Parece ser que los Estatutos no son una simple descentralización, ni una descentralización no tan simple, sino profunda y extensa. Muchas voces de buenos españoles, nada timoratos en el tema autonómico, se alzaron, por ejemplo, contra la inclusión del término «nacionalidades» en el texto constitucional. Entre alguna ambigüedad de la Constitución y algunas concreciones de los Estatutos han logrado asustar a muchos españoles que no quieren dejar de serlo. ¿Por qué? No parece sino que se hubiera querido imponer, a toda costa y contra viento y marea, el capricho de unos pocos —capricho mucho más que lingüístico o sentimental— sobre la prudente racionalidad de muchos. Todavía está don Julián Marías repicando en los oídos de quienes no quisieron oírle. Y cada vez se escuchan y se ven más cosas que ofrecen argumentos a los que quieren hacer de este 25 de octubre —Dios no lo quiera— la fecha del rompimiento del mapa de España. Si hubiésemos tenido una idea más clara de lo que deben ser las autonomías en un Estado que no es federal —aunque algunos ya lo estén proclamando— y un pulso más firme para señalar los límites últimos de las autonomías, ¿no habría sido esta fecha mucho más espe-ranzadora y mucho más común? Y no sólo entre catalanes y vascos, sino entre todos los españoles.

Porque habrá que tener en cuenta, que estos Estatutos no han logrado ser, desgraciadamente, los Estatutos de la solidaridad.

No hace falta manipular ni interpretar picaramente las cifras de la votación.
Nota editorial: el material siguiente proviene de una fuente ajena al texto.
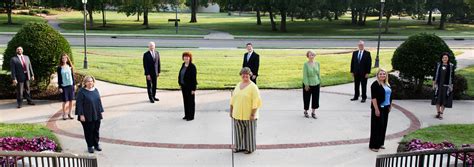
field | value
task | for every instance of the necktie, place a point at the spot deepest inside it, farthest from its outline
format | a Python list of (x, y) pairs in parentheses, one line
[(23, 64)]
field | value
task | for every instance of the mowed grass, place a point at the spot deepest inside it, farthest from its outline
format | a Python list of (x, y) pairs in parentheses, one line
[(217, 69), (18, 21), (456, 133), (469, 74), (27, 131), (245, 24)]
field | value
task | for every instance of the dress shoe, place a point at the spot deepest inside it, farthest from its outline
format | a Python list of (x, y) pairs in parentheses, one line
[(97, 148)]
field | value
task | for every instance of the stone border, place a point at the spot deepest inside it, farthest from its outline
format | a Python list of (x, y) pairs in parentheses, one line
[(414, 125)]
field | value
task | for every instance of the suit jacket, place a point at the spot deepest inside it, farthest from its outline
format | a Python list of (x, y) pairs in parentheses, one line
[(253, 63), (151, 66), (190, 80), (60, 77), (17, 69), (364, 65), (378, 92)]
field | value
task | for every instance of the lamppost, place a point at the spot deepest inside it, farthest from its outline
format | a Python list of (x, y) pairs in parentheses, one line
[(85, 28), (377, 60)]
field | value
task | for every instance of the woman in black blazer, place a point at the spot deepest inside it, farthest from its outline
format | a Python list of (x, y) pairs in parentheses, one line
[(381, 105), (187, 81), (443, 85)]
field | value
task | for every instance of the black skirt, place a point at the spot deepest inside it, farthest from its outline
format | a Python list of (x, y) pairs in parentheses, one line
[(68, 93)]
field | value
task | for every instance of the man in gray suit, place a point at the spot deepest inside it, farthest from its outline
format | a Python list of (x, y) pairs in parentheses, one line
[(22, 73)]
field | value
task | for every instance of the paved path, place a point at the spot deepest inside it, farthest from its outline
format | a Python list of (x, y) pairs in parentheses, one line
[(135, 132), (124, 41)]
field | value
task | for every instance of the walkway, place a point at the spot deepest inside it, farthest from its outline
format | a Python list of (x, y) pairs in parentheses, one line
[(136, 132)]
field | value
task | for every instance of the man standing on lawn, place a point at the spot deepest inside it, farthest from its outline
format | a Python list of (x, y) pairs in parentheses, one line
[(152, 68)]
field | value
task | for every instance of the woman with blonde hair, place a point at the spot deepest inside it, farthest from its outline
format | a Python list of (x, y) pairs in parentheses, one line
[(89, 112), (65, 73), (311, 84), (381, 105), (244, 106)]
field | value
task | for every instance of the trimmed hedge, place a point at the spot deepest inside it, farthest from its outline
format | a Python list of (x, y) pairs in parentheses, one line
[(416, 57), (44, 46)]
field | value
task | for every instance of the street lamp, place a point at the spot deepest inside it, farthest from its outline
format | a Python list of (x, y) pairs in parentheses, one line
[(85, 28), (377, 60)]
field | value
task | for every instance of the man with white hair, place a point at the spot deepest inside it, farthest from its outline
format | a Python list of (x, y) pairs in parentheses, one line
[(152, 68), (361, 65)]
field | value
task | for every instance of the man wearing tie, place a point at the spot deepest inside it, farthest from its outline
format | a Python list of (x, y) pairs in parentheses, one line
[(361, 64), (152, 67), (22, 73), (252, 61)]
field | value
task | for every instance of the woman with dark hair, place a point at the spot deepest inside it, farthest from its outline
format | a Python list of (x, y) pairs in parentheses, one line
[(381, 104), (188, 82), (443, 85), (65, 74)]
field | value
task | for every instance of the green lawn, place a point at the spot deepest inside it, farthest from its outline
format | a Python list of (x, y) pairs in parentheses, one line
[(246, 25), (456, 133), (469, 74), (18, 21), (28, 131), (217, 68)]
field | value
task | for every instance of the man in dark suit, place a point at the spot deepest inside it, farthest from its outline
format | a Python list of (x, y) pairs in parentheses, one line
[(22, 73), (152, 68), (252, 61), (361, 65)]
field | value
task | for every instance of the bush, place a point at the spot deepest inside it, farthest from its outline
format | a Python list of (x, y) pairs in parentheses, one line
[(44, 46), (417, 56)]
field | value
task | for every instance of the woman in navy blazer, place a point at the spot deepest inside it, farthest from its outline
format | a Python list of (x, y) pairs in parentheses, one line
[(188, 83), (381, 104)]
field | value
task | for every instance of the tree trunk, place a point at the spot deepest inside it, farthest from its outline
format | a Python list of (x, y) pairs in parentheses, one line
[(259, 19), (103, 16), (283, 20), (272, 20), (145, 18), (354, 16), (9, 12), (193, 11), (386, 22), (430, 15), (91, 17)]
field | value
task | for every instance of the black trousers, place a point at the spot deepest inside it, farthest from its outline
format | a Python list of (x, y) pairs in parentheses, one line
[(360, 81), (91, 132), (189, 103), (378, 128), (23, 90), (313, 91), (151, 87)]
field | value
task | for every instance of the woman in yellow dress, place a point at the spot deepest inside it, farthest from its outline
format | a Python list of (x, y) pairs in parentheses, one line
[(244, 106)]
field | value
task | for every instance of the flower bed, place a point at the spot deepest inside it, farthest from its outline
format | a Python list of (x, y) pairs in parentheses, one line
[(418, 145), (36, 144)]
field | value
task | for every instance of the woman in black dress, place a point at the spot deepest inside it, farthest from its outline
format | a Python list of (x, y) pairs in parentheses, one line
[(443, 85), (188, 82), (381, 104)]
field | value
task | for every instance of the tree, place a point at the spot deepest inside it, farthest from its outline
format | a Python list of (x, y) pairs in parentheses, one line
[(193, 4)]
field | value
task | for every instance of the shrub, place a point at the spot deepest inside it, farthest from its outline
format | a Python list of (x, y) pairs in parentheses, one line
[(417, 56), (43, 45)]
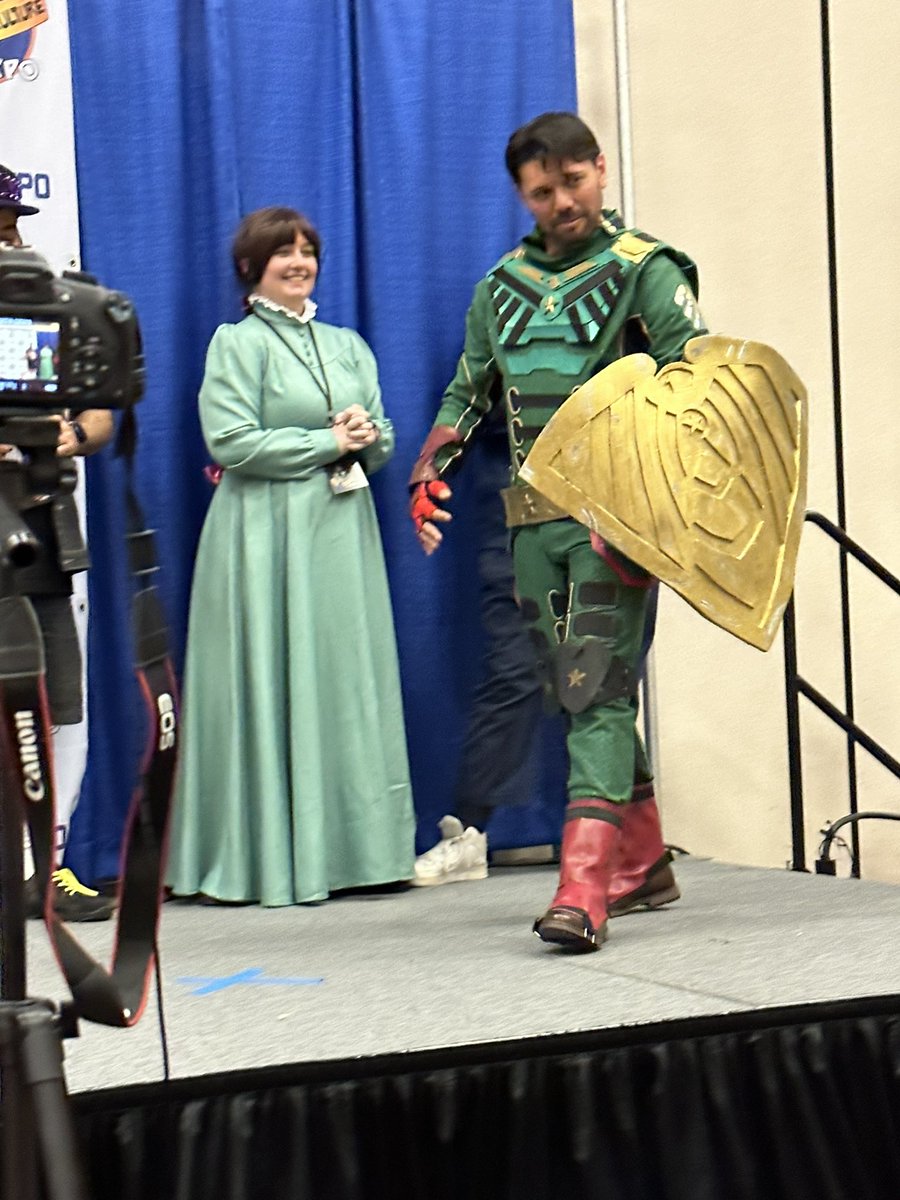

Sólo hay que fijarse en las declaraciones de los dirigentes políticos. Unos se jactan de que el Estatuto ha sido más votado en los barrios obreros, como si aquí se hubiese librado una batalla de clases. Otros dicen que es el camino hacia la independencia, como si esto fuera un separatismo a plazos. Otros cantan himnos al soldado, como si se tratara de una conquista por la fuerza. El separatismo violento y armado habla de «tregua técnica», como si el Estatuto fuese una posición desde la que seguir avanzando con las armas. Y algunos ya hablan de amnistías a las «conductas» motivadas por anhelos nacionalistas, como si, antes de ser votado en las urnas, el Estatuto lo hubieran arrancado las metralletas y hubiese que liberar a los soldados de un ejército victorioso.

Todo esto es grave. Y triste. Y hace las cosas difíciles. Bien es verdad que nada es fácil, y mucho menos esta mudanza profunda que supone !a estructura autonómica de España, o del país, o del Estado. Y bien es verdad también que todo esto habría sido más fácil de llevar a buen término, sin los peligros de desmesuramiento que ahora presenta, si la democracia, no como fórmula, sino como costumbre y como hábito político, hubiese estado más arraigada en el pueblo español. Pero ya sirve de poco llorar sobre la leche derramada, si es que se nos ha roto algún cántaro. A lo hecho, pecho.

Ese discreto encanto —o discreto desencanto de las autonomías— no puede terminar en que a don Josep Tarradellas lo hagamos marqués de Cervelló o en que a los etarras que han asesinado a mansalva los pongamos en las calles de Bilbao o San Sebastián para que los de Herri Batasuna les reciban con esa canción ai «gudariak».—Jaime CAMPMANY.